From a visual standpoint there's no black sheep, but from a gameplay standpoint there is, and that's Grind Square, a hyper version of New York's Times Square. All of the action takes place on top of a bunch of skyscrapers, which sounds awesome, but you will inevitable fall off. Instead of respawning you back up top, the game makes you skate about at street level, where there is nothing to do, and take an elevator back up. This wouldn't be so bad, but the finicky controls mean you'll fall a whole bunch of times and the 30 seconds you spend faffing about with elevators becomes quickly annoying. Consider yourselves picked, nits!

The music plays a huge role in JSR's charm. It features an eclectic mix of all different genres ranging from funk to electro-noise. With the storyline being told almost entirely by a radio DJ, the music being supremely cool was important. Few games seem to bother with their soundtracks, the only recent game I can think of with an awesome soundtrack is Wet, a game that went the style-over-substance route and failed miserably, but did so with such audible charm. There is little more to be said about the soundtrack, it's incredibly cool and I wish more games would take the time to do the same.

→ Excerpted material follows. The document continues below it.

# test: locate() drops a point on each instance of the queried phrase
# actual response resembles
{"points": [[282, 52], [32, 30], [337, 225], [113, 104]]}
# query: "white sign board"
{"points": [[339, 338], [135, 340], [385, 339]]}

I did some googling around and came across a site that aims to continue the spirit of Jet Set Radio's soundtrack, promoting music that fits in with the eclectic mix that made the soundtrack so brilliant. The site is jetsetrad.io and it's pretty recent, seemingly only starting back in March, but there are already a whole bunch of tunes up and from what I've heard they generally fit with the aural aesthetic that JSR created.

Jet Set Radio Beat gameplay

Playing JSR has really got me in the mood to play some more so I'll be going through the sequel in the near future, it will be interesting to see how that holds up with my memories. And even though it's unlikely, I really, really hope Sega decide to bring this franchise back. I can't seem to find any sales figures of the HD mix but this article from Major Nelson shows JSR as the 2nd highest-selling XBLA game behind Minecraft for a week, so it at least did well for a few days...

Purely for informational purposes, I got 400/400 achievements in JSR HD, over a total of not-quite 4 playthroughs. Woo!